For testing, you can also compile and run the theme in one go, by supplying the -r (rules) argument to diazorun:

$ bin/diazorun -o output.html -r rules.xml content.html

If you are using any custom parameters, you can specify string values for them on the command line:

$ bin/diazorun -o output.html -r rules.xml
-c mode=test,preview –parameters mode=live,preview=off content.html

To see the built-in help for this command, run:

$ bin/diazorun --help

Compiling the theme in Python code

You can run the Diazo compiler from Python code using the following helper function:

>>> from diazo.compiler import compile_theme

Please see the docstring for this function for more details about the parameters it takes.

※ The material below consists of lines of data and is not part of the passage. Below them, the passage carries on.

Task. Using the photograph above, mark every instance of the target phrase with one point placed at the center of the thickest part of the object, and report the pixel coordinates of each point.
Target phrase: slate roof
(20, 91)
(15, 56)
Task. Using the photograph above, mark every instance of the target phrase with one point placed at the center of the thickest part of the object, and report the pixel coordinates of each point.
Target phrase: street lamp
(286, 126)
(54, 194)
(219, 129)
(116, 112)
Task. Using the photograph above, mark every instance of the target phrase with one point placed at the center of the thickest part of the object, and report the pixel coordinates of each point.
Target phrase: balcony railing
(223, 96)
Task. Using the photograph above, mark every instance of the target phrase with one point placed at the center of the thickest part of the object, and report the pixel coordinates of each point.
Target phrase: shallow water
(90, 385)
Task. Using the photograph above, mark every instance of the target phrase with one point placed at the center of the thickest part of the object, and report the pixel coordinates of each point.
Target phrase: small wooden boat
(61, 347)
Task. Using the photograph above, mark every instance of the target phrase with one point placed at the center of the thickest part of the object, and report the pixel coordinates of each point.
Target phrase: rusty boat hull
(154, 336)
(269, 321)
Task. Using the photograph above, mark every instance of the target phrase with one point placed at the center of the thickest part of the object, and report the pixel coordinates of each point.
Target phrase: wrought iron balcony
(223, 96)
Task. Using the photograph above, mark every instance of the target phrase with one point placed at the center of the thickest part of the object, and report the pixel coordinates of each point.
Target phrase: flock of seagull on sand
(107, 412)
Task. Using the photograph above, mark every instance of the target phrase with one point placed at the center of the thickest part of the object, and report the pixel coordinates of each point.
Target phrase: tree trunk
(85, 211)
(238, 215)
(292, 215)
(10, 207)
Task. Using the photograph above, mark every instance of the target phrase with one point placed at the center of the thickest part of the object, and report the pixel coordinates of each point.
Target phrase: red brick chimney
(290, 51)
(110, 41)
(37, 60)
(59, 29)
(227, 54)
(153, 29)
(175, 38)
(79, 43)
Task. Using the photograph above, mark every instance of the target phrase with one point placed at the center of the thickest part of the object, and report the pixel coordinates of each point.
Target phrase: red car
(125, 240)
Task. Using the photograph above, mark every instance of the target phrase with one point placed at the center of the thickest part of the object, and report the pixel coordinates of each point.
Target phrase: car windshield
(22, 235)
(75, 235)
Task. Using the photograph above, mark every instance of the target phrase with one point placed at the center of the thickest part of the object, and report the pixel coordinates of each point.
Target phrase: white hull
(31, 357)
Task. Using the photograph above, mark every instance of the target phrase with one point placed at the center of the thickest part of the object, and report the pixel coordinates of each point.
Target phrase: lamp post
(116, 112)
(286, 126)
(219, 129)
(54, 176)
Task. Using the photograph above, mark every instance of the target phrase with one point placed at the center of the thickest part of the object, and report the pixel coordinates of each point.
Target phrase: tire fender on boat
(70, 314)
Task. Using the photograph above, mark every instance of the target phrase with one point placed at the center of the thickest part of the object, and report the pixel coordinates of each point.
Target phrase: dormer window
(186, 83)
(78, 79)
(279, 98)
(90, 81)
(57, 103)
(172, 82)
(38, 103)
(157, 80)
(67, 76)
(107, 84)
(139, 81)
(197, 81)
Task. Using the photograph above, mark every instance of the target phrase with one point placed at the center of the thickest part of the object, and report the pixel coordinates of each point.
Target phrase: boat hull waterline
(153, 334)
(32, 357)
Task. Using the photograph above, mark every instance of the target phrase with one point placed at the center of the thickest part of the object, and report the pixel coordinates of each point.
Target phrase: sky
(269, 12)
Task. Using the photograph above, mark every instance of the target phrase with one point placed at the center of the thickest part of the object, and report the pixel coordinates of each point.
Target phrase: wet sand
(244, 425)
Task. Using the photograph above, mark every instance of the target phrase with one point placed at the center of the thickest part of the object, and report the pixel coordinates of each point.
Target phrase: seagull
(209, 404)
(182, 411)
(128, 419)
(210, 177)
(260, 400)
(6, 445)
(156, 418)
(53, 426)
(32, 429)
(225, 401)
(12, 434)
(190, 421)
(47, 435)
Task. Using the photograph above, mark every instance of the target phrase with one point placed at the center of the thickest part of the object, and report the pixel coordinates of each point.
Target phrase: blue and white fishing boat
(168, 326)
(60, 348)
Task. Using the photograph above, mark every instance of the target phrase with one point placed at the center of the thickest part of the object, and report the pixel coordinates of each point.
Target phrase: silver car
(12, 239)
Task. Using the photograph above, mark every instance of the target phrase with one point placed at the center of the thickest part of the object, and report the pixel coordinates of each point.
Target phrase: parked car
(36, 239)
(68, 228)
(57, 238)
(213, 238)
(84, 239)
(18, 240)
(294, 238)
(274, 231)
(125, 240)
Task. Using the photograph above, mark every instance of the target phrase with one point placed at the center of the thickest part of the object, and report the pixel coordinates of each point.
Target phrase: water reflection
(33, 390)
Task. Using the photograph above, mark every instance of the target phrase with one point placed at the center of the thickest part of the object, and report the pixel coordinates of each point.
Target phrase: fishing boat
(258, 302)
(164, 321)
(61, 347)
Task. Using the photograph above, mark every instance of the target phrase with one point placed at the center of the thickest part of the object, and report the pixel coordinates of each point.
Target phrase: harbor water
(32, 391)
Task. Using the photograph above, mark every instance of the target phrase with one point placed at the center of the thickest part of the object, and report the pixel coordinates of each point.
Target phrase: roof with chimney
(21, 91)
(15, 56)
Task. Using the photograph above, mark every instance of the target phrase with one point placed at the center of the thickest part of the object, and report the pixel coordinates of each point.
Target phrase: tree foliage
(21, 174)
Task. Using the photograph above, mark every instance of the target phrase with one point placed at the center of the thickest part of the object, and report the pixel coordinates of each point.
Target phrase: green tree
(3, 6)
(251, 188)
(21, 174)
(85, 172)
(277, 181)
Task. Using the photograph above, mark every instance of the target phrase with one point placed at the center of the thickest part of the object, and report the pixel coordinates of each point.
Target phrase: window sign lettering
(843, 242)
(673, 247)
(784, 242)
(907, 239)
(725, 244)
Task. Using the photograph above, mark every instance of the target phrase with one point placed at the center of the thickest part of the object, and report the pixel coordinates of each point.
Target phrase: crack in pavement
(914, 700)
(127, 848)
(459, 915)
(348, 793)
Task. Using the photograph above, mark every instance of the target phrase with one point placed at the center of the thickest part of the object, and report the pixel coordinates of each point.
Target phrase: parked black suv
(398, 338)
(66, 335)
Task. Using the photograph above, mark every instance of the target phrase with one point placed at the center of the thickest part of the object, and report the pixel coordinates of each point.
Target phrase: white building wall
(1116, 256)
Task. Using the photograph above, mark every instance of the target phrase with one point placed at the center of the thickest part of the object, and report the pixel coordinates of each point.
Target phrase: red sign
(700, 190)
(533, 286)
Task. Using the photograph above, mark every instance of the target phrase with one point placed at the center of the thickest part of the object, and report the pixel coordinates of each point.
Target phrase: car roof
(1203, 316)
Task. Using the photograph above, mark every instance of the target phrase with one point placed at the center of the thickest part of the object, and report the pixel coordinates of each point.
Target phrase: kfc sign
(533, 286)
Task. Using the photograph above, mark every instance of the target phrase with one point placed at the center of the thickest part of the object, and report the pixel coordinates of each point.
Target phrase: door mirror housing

compile_theme() returns an XSLT document in lxml‘s ElementTree format. To set up a transform representing the theme and rules, you can do:

from lxml import etree
from diazo.compiler import compile_theme

absolute_prefix = "/static"

rules = "rules.xml"
theme = "theme.html"

compiled_theme = compile_theme(rules, theme,
                               absolute_prefix=absolute_prefix)

transform = etree.XSLT(compiled_theme)

You can now use this transformation:

content = etree.parse(some_content)
transformed = transform(content)

output = etree.tostring(transformed)

Please see the lxml documentation for more details.